Donald Trump’s surprising ascent to president of the United States has brought many unexpected effects to the financial markets. Ironically, one has been a rapid increase in interest and adoption of impact investing and other types of values-based investing.

Impact investing, or values-based investing, is a type of investing that helps people and/or organizations align their investments with their personal values. There are many varieties of this type of investing, and it goes by many names, including socially responsible investing and green investing. There has been a rise in assets in sustainable, responsible and impact investment strategies, to $12 trillion at the beginning of 2018, up from $8.72 trillion at the beginning of 2016, according to a US/SIF Foundation report on investing trends. So while I would definitely wager that most SRI professionals were disappointed that Trump won, the silver lining has been that it’s inspired many investors to align their money with their values. Ironically, the president has been good for the environment.

Various industry studies show that most individual investors are interested in sustainable investing. A Morgan Stanley survey found that 75% of individual investors (and 86% of millennials) are interested in sustainable investing, with 80% interested in investments that are customized to meet their values. Additionally, a Fidelity study shows 37% of millennials currently own sustainable investing strategies and another 40% are interested in adding them to their investment strategy.

This increasing demand for impact- and values-based investing certainly has been aided along by socially progressive investors who were spurred by the Trump election to vote with their wallets, according to some financial experts. Many Americans were surprised by Trump’s election, and some found themselves at an inflection point, suddenly wanting to express their values publicly through marches, privately through conversations (and arguments) with loved ones, and through how they spent and invested their money.

To that point, certified financial planner Cathy Curtis, owner of Curtis Financial Planning, said that she saw this directly in her own practice. “After Trump won, I had a meeting with one of my clients, a thoughtful and politically informed person; she was in shock at Trump’s win,” Curtis said. “During our meeting, my client told me she couldn’t stand the thought of her money being invested in companies whose CEOs were Trump supporters.”

Curtis explained that she didn’t have a way to screen for companies with Trump-supporting CEOs. “So I suggested that, over time, due to tax implications, we move [this client] into exchange-traded funds and mutual funds that screen for ESG [environmental, social and governance] criteria so that her investments would be more closely aligned with her values,” Curtis explained.
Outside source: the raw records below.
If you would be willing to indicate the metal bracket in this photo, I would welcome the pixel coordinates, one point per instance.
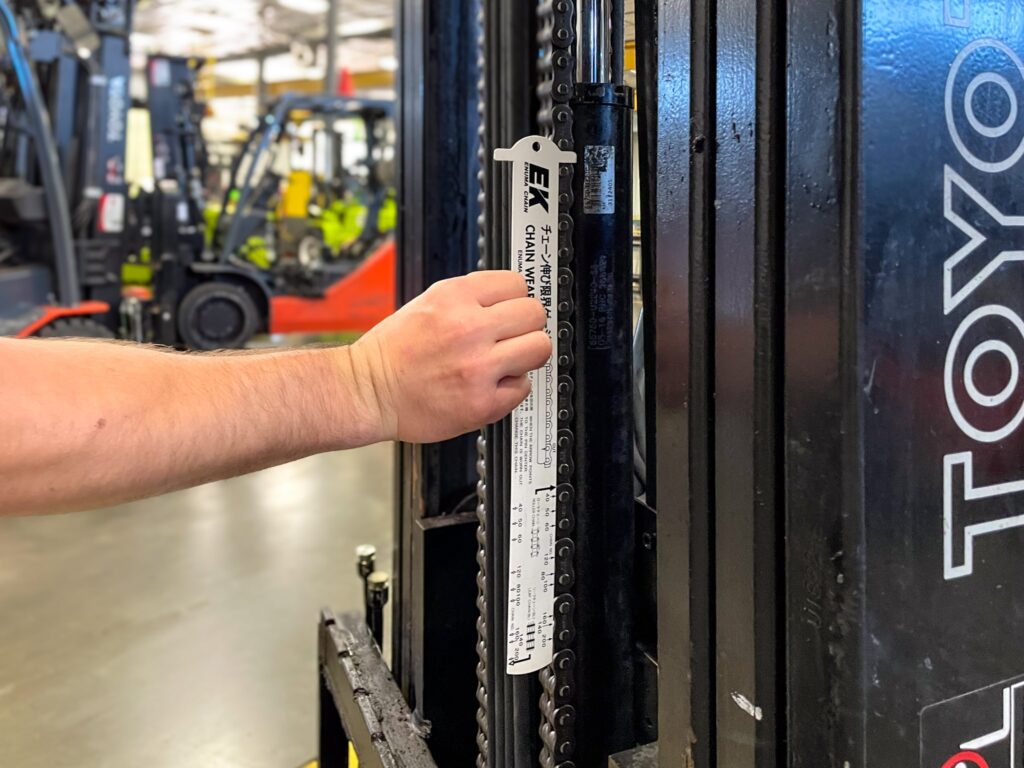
(360, 702)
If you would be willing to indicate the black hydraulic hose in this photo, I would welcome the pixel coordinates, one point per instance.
(69, 290)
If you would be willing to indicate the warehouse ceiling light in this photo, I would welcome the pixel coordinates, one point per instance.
(304, 6)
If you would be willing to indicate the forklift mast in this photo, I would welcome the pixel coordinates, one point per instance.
(822, 563)
(72, 78)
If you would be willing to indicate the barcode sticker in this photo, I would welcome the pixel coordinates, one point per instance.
(599, 179)
(534, 243)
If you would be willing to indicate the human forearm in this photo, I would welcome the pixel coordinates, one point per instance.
(89, 424)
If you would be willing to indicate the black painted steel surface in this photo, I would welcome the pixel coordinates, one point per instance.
(851, 269)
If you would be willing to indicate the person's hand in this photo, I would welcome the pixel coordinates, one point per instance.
(455, 357)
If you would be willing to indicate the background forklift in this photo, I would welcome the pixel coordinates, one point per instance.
(61, 187)
(276, 258)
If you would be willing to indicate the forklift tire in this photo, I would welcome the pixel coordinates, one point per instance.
(217, 315)
(76, 328)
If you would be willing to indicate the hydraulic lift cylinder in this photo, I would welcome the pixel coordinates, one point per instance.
(603, 247)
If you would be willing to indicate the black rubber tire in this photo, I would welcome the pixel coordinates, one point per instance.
(217, 315)
(76, 328)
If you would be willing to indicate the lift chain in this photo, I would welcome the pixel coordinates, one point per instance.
(556, 76)
(481, 442)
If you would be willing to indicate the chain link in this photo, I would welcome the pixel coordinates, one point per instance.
(482, 733)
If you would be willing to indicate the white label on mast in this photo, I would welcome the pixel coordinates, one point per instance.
(535, 424)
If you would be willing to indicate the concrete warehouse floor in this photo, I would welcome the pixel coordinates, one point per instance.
(181, 631)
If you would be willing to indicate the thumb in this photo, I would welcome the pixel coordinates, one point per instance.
(511, 391)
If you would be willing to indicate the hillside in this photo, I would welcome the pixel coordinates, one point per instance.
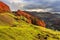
(25, 31)
(19, 27)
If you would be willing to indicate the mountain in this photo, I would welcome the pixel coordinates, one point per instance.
(4, 7)
(16, 26)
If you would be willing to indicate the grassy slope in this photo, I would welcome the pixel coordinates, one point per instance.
(25, 31)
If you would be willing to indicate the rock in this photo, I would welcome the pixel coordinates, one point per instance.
(31, 19)
(4, 7)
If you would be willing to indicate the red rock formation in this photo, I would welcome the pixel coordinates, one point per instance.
(4, 7)
(31, 19)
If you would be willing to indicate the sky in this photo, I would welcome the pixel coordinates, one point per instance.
(50, 5)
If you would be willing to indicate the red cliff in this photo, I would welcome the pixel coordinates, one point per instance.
(31, 19)
(4, 7)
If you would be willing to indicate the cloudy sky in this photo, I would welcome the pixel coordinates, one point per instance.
(54, 5)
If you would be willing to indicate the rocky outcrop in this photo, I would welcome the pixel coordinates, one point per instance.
(4, 7)
(31, 19)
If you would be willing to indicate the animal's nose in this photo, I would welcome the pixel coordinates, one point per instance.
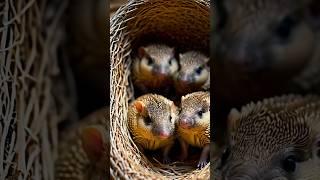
(185, 123)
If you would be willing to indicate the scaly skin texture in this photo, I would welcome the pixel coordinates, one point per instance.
(77, 163)
(153, 68)
(151, 121)
(194, 73)
(194, 124)
(277, 138)
(265, 48)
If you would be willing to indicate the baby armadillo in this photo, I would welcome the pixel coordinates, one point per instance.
(194, 73)
(264, 48)
(277, 138)
(194, 124)
(154, 67)
(84, 150)
(151, 121)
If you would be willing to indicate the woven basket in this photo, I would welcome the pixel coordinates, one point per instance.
(33, 96)
(180, 23)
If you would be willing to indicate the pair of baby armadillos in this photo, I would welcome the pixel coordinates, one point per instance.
(157, 67)
(84, 150)
(277, 138)
(154, 122)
Joey Fishman, an investment advisor representative at Ritholtz Wealth Management, who is a subject matter expert for sustainability themed portfolios, saw a similar trend. “We received a ton of inquiries after Trump was elected,” he said. “Demand came from two different types of investors. The first were well-educated millennials who wanted to invest their values and were willing to put a ‘stake in the ground. That group aligns well with an evidence based process,” Fishman explained.